Cairos stared at the wall again, one photograph caught his attention, a man standing outside a transit terminal beneath heavy rain. For half a second Cairos thought it was himself again. Then he realized the face was slightly different, not enough though. His stomach tightened.
Jonah noticed where he was looking. "That one came back after three months missing," Jonah said. "What happened to him?" Cairos asked. Jonah stayed silent too long. "What happened?" Cairos repeated. "He killed himself two days later," Jonah answered quietly.
The room suddenly felt colder, Cairos looked away from the photograph immediately. Jonah studied him again now with visible uncertainty. "You understand why I was nervous approaching you now?" Jonah asked. "You didn't approach me," Cairos muttered. Jonah blinked once before nodding reluctantly. "Fair," he said.
Silence settled again.m, then Jonah opened one final encrypted folder across the monitor. "I need to show you something else," Jonah said. The screen filled with dozens of corrupted files, timestamps, and encrypted message logs. "These started arriving four months ago," Jonah said quietly.
Cairos frowned. "From who?" he asked. Jonah looked directly at him. "You," Jonah said. Cairos felt his pulse stumble once. Jonah opened one of the messages, the sender credentials displayed clearly on screen, CAIROS REED. "No," Cairos whispered immediately.

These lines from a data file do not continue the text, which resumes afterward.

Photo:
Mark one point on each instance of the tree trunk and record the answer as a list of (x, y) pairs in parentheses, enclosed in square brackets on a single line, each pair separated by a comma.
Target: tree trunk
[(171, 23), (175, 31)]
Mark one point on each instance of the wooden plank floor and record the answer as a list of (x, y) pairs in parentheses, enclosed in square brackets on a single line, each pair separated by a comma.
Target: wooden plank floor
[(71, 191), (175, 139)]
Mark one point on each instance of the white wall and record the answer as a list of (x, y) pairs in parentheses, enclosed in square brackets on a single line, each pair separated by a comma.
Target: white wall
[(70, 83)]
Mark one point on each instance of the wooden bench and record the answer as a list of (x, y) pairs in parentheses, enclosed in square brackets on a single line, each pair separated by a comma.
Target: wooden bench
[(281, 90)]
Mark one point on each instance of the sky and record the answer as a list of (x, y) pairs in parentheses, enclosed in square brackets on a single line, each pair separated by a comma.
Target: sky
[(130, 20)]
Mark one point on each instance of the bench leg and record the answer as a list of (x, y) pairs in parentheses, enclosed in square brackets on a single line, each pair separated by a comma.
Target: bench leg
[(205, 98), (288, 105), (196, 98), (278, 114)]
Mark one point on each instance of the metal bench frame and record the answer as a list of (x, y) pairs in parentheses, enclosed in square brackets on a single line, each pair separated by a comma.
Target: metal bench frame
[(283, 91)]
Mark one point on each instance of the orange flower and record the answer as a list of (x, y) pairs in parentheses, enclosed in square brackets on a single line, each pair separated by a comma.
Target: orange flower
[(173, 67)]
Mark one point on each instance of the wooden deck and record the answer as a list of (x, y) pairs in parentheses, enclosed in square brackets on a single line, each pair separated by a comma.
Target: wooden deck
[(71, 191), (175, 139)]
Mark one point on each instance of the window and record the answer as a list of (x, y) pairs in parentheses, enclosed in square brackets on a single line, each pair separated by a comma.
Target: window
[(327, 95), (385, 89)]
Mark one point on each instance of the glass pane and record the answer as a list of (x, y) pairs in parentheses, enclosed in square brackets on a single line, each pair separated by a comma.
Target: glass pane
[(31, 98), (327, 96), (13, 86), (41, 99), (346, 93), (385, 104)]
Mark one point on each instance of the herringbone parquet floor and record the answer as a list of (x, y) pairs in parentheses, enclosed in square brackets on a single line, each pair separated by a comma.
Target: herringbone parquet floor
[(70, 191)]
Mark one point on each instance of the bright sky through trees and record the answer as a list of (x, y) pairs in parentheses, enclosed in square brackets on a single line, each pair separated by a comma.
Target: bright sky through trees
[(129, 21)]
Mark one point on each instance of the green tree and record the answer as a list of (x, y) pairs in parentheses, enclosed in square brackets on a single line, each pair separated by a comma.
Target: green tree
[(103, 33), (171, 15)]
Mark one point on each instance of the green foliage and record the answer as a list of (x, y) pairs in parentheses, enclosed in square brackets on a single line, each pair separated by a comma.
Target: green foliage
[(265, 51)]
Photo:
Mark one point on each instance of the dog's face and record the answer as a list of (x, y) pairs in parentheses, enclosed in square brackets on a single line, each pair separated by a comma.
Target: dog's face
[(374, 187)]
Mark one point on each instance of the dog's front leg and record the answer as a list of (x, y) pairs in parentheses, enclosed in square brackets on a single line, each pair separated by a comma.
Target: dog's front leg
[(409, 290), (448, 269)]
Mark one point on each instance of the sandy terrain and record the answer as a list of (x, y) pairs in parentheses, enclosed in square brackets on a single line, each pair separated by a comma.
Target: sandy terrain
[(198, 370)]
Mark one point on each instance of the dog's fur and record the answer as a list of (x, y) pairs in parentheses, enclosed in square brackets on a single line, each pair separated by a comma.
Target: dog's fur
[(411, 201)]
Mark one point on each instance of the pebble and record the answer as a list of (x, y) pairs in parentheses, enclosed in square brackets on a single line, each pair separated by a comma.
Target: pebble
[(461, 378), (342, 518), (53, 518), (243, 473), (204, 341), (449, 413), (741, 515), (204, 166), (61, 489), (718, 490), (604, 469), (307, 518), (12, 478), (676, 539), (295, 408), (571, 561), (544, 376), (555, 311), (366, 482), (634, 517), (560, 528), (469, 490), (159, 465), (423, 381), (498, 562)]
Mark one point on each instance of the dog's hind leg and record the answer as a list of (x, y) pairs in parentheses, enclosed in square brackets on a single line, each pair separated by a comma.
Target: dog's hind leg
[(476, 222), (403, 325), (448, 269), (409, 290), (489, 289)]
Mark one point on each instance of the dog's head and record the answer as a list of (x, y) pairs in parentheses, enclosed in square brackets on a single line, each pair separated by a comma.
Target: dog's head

"You sent them anonymously through dead relay networks," Jonah continued. "Every message came from different sectors." "That's impossible," Cairos said. "I know," Jonah replied.
Jonah opened the final message, unlike the others, this one contained only a single sentence. Jonah stared at it for a moment before turning the monitor slowly toward Cairos.
IF I DISAPPEAR, DO NOT TRUST THE VERSION THAT RETURNS.